Seasonal variations in rainfall over the EA–WA sector have been examined in earlier studies, which identified associations with Indian Ocean (IO) SSTs and ENSO (Beltrando 1990; Beltrando and Camberlin 1993; Mason 1995; Walker 1990; Goddard and Graham 1999; Indeje et al. 2000; Behera et al. 2005; Feudale and Kucharski 2013; Nicholson 2015; Kang et al. 2015). ENSO’s influence on East African short rains appears to be modulated through IO SSTs (Goddard and Graham 1999), and seasonal forecasts of the short rains are more skillful than those of the long rains (Ogutu et al. 2017). Less is known regarding ENSO teleconnections during the long rains (Ogallo 1988; Ogallo et al. 1988; Hastenrath et al. 1993; Phillips and McIntyre 2000), although relationships have been identified between the recent drying during MAM and an increased zonal SST gradient between the west and central Pacific (Lyon and DeWitt 2012; Liebmann et al. 2014; Vigaud et al. 2016). Convection over the IO is modulated by ENSO, in turn generating an eastward-propagating barotropic Rossby wave response over the Northern Hemisphere (Trenberth et al. 1998; Shaman and Tziperman 2005) including Asia (Barlow et al. 2002). While ENSO relationships to the Indian summer monsoon have been documented in numerous studies, those to West Asian winter precipitation have been less studied. Since the 1980s, however, the monsoon has been significantly stronger during El Niño in association with stronger Pacific SST anomalies (Kumar et al. 2007; Yadav et al. 2010) while also impacting winter rainfall in the Middle East (Kang et al. 2015).

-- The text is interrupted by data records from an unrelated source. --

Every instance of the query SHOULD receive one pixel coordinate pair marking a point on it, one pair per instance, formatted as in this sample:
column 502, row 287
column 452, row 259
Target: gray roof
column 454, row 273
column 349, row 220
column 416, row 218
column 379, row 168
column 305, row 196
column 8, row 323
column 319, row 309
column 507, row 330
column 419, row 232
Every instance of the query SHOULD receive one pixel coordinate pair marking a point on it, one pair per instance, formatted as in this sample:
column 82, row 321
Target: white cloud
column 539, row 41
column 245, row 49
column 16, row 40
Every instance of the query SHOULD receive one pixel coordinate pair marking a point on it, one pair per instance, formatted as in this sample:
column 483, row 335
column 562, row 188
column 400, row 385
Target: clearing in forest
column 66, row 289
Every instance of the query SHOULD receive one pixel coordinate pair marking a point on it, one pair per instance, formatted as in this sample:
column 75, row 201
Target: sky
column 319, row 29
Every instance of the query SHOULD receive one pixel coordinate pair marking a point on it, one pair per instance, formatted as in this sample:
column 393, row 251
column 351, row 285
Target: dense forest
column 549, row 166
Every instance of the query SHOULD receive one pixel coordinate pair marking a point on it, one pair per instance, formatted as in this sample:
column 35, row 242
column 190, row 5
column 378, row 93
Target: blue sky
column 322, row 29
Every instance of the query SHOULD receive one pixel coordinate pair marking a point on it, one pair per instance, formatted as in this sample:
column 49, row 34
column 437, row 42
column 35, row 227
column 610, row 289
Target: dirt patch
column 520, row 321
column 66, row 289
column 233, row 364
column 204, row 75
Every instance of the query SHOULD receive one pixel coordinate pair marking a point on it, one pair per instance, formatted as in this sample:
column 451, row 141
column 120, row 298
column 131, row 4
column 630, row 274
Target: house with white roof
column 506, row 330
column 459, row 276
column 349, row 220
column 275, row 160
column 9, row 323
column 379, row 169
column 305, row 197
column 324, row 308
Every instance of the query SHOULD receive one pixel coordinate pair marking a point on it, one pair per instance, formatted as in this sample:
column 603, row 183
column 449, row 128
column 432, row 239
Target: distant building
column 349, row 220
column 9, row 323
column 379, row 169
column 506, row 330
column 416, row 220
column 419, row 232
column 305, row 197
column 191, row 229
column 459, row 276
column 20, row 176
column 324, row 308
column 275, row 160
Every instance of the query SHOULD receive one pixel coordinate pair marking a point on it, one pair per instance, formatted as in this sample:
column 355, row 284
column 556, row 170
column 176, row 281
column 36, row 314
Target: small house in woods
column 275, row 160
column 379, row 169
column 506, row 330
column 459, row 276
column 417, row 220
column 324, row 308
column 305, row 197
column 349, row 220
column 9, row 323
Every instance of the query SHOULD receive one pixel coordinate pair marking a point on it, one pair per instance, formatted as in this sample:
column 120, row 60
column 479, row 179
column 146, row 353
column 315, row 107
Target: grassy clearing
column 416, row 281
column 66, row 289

At intraseasonal time scales, the MJO has a strong influence on precipitation in the EA–WA sector, where a similar mechanism to the ENSO one consists of simple Gill–Matsuno dynamics (Matsuno 1966; Gill 1980) in which large-scale equatorial waves interact with local conditions (Barlow et al. 2005; Lau et al. 2012). During East African long rains, the MJO contributes substantially to intraseasonal rainfall variability, including extreme events (Pohl and Camberlin 2006b). Periods of strong MJO influence are generally characterized by upper-level temperature anomalies in response to Kelvin wave dynamics with a precursive signal in the upper-troposphere westerlies 2 weeks in advance. However, ENSO significantly modulates MJO influence locally (Mutai and Ward 2000; Kijazi and Reason 2005; Pohl and Camberlin 2006a,b). Intraseasonal convection variability in the IO is translated into a stationary wave over Asia (Barlow et al. 2005; Hoell et al. 2013), where MJO-induced modulations of convection have a strong influence on continental precipitation (Barlow et al. 2002, 2005; Jones et al. 2004; Nazemosadat and Ghaedamini 2010). In particular, some regional flooding events are related to tropical moisture plumes favored during MJO phases 5–8 (Rubin et al. 2007; Lau et al. 2012). Consistent year-to-year MJO influence could translate into the potential for predictability beyond 2 weeks, but to date has not been demonstrated in terms of submonthly forecast skill (Barlow et al. 2005; Lau et al. 2012).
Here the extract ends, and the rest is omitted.